Playfulness is essential in parenting

Kids respond best to play. Words, orders, reminders, instructions, “have to”, “should” or “must” do not make sense to them at times. Add a dash of laughter, silliness, song, dance, fun element and see the monotonous day-to-day activities become such a breeze. So brushing teeth could be about declaring war on the germs with heavy toothbrush artillery, a war song ending with a “yoohoo” of victory. Colouring could be about feeding different colours to the hungry flowers who shout out “thank you” as they are fed happily.

Well, more than anything, we should not need a reason to be more playful. We are so burdened by the seriousness malaise and what we all need is high doses of playfulness to make life more enjoyable. When I talk about being playful, I mean getting in touch with the free, spontaneous child within each one of us and just being uninhibited. Think about a child totally absorbed in her play. It could be just the gleeful giggling as she swings up in the air in the park, or merrily chasing the butterfly in the garden. Living totally for the moment. Extracting every bit of joy from it. I read somewhere that adults laugh only four times in a day on the average whereas a kid child laughs 300 times. No laughing matter, this!

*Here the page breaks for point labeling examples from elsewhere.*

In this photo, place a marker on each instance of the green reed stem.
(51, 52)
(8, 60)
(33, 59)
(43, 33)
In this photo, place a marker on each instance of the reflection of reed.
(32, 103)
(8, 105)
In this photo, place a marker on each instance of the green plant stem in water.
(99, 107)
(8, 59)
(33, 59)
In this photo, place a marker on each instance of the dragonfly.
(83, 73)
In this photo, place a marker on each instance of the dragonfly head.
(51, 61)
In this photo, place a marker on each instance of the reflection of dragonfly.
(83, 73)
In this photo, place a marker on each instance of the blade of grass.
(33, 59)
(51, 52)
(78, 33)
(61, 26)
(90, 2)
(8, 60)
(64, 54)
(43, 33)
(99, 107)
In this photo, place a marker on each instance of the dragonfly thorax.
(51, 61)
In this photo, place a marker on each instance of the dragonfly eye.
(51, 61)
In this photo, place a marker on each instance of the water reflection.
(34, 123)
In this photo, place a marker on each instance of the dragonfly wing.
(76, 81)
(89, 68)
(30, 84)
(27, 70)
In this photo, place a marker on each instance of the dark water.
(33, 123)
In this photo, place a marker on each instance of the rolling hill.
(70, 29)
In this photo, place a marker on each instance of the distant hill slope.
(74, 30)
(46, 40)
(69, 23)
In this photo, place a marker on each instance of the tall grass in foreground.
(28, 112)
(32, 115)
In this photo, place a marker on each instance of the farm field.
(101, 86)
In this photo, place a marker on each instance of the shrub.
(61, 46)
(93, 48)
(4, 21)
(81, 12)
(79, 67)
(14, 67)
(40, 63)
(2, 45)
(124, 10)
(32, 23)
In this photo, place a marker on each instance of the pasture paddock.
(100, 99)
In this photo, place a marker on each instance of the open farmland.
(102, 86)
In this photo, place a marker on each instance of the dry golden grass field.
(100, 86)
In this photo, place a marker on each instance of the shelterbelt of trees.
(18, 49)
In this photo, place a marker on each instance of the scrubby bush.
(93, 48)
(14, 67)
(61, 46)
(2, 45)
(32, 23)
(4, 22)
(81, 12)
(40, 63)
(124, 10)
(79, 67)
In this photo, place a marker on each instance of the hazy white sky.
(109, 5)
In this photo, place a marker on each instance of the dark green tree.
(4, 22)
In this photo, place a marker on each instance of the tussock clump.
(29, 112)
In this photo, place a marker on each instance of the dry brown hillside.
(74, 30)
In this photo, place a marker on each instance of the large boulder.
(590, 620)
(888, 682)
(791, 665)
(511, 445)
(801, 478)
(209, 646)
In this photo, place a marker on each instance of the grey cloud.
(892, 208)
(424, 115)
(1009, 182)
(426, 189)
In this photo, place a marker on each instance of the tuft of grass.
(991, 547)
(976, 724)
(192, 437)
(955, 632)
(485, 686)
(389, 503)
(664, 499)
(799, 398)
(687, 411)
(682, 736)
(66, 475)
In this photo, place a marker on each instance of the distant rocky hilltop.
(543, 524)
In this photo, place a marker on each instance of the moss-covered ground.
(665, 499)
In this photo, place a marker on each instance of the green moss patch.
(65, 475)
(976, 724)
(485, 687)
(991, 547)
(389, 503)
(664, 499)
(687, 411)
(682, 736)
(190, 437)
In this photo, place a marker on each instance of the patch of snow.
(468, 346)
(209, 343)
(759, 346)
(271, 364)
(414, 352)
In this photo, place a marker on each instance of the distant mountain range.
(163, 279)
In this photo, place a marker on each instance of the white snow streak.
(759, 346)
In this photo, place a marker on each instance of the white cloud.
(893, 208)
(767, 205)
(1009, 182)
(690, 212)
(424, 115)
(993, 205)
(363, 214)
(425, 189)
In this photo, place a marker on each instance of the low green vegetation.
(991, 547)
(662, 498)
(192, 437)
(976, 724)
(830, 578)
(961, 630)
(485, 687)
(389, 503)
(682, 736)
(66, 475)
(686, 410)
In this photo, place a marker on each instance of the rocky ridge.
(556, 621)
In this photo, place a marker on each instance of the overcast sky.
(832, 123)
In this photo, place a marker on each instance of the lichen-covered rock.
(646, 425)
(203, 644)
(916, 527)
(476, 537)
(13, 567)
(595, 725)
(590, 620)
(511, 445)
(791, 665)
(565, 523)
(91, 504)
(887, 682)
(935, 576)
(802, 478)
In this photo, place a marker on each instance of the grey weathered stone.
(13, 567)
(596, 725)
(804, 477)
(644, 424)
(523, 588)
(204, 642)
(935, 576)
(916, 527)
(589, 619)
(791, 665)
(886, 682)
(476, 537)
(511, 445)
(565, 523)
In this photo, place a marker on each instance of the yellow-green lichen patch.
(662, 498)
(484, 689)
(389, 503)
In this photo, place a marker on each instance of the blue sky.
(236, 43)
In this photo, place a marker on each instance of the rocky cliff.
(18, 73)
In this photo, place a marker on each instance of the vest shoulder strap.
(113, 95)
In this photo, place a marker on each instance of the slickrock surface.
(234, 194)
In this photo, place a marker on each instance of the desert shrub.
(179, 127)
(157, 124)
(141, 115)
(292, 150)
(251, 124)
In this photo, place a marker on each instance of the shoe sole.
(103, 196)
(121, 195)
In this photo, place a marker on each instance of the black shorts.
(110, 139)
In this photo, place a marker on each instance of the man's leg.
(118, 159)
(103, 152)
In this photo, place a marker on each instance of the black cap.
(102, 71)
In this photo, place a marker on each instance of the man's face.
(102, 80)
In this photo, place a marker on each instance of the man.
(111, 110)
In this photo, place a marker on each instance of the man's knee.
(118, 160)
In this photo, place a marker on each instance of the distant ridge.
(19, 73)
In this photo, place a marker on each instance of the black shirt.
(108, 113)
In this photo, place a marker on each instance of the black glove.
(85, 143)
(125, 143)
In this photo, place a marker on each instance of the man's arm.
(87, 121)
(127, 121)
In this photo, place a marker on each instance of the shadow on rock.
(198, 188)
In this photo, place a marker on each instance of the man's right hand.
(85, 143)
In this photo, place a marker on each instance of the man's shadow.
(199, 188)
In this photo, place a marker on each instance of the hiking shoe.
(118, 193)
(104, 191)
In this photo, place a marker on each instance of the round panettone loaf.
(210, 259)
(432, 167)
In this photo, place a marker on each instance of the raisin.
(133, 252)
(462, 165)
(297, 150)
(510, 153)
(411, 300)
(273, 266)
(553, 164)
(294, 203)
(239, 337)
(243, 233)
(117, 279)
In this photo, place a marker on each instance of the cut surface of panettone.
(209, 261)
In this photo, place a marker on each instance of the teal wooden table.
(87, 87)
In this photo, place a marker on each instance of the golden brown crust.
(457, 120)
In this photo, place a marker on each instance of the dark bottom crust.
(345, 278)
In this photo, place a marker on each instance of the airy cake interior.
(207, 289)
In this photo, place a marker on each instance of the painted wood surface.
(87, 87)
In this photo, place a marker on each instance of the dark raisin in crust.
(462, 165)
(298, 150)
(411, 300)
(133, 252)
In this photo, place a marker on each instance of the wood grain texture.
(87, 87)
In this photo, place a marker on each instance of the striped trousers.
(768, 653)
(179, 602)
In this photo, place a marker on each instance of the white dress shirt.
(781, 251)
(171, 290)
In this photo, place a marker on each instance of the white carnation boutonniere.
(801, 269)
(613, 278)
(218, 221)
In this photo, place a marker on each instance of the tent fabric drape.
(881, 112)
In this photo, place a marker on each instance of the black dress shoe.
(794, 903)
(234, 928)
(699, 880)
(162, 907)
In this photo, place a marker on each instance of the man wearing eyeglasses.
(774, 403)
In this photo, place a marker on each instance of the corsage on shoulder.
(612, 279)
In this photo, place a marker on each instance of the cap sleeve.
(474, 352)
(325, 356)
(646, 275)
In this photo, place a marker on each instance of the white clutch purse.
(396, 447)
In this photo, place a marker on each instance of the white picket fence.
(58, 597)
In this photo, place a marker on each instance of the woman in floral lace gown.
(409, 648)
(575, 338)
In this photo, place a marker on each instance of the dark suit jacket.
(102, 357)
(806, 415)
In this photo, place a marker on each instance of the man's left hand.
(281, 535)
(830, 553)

That’s why I think concepts like IQ (intelligence quotient) EQ (emotional quotient) are overhyped and what we actually need is PQ (playfulness quotient) — a practice of shaking off our grownup-ness, being light on our toes and spirit and being funny, spontaneous, whacky, absurd and free. Now I used this term PQ in half jest so please do not start Googling for it, as this is a term I have coined myself with the help of my kids. But really, notch up your PQ and see how it to enhances the quality of our life, work and relationships. And, unlike IQ and EQ, we all are wired for playfulness and it is tucked deep down there somewhere buried in all the layers of adultickness — adult + sickness — get it? (no point Googling this one too). As George Bernard Shaw reminded us, “We don’t stop playing because we grow old; we grow old because we stop playing.”